Authors: Kermit Roosevelt
Tears start in her eyes. “He hinted at it sometimes. I didn't know whether to believe him. I thought maybe he was just . . . talking. The way men do.”
Hall has come through for me. And in a way, I suppose, I am coming through for him, too late for it to do him any good. “Oh, no. It was all true.”
The secretary is biting her lip. “I hope I helped him,” she says. “He said there was no one he could trust, no one he could talk to.”
I can hear the words, see the look of soulful torment on his big, dumb face. A pang of loss shoots through me. I will miss that idiot. “I'm sure you did,” I say. “And don't feel bad for him. He chose that life. He knew the risks. And he was one of our best.” I pause to let her wipe her eyes. “John Hall was a hero,” I say. “He was uncovering a nest of spies here in Washington. That's why he was killed. Now, you can let everything he worked for die with him, or you can help me.”
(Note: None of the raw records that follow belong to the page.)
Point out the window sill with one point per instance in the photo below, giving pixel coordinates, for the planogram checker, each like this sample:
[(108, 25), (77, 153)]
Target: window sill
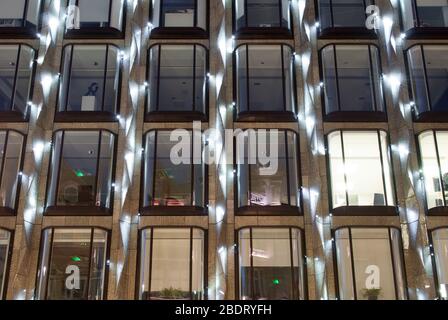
[(347, 33), (178, 33), (175, 116), (77, 211), (266, 116), (85, 116), (356, 116), (174, 211), (369, 211), (255, 210)]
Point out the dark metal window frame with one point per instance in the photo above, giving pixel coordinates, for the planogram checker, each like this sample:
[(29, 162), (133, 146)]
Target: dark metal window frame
[(296, 286), (171, 210), (8, 261), (177, 116), (194, 32), (264, 116), (5, 210), (86, 116), (140, 255), (60, 210), (99, 32), (282, 210), (354, 116), (77, 227), (335, 260), (349, 210)]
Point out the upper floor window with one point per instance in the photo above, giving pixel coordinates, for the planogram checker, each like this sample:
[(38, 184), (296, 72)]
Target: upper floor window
[(267, 185), (11, 150), (428, 73), (420, 16), (172, 185), (172, 264), (256, 17), (20, 16), (97, 17), (16, 81), (178, 86), (339, 17), (81, 173), (5, 253), (370, 264), (265, 85), (352, 87), (90, 83), (271, 264), (66, 252), (361, 173), (177, 18), (439, 238), (433, 147)]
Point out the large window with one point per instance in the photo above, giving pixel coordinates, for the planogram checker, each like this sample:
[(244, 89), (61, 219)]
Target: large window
[(343, 14), (265, 186), (81, 172), (428, 73), (11, 150), (352, 86), (434, 161), (265, 82), (73, 264), (370, 264), (24, 14), (172, 264), (262, 15), (271, 264), (5, 251), (169, 184), (427, 14), (90, 83), (439, 239), (177, 17), (178, 86), (16, 73), (97, 16), (361, 173)]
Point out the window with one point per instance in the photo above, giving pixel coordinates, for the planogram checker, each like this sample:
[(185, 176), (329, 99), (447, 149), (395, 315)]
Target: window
[(343, 14), (172, 264), (352, 86), (434, 161), (177, 17), (370, 264), (271, 264), (5, 252), (20, 14), (16, 73), (90, 83), (81, 172), (361, 173), (427, 14), (178, 86), (103, 17), (73, 264), (428, 72), (262, 186), (11, 150), (439, 239), (262, 16), (265, 84), (169, 186)]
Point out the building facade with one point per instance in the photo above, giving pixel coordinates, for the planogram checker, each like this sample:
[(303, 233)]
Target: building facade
[(353, 94)]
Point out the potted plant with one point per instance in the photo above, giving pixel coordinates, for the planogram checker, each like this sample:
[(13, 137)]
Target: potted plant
[(372, 293)]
The girl quivers with emotion, and then her face glows with resolve. She is about eighteen, I think, from God knows where. She must have felt very lucky she knew how to type when the call went out. Fifty cents an hour. And then to be assigned to the War Department, to the dashing if somewhat forward Captain John Hall . . . Well, I am lying to her just as he did, but there may be a bit more basis to my claims about serving her country.
“I need to go into his office,” I say. “I know I'm asking you to bend the rules. I won't blame you if you say you can't. I'll walk out of here and you'll never see me again. And somewhere, some Nazi will wipe the blood off his knife and breathe a little easier.”
The key is in her hand before I finish. She opens the door; I duck inside. She makes to follow me and I hold up a hand.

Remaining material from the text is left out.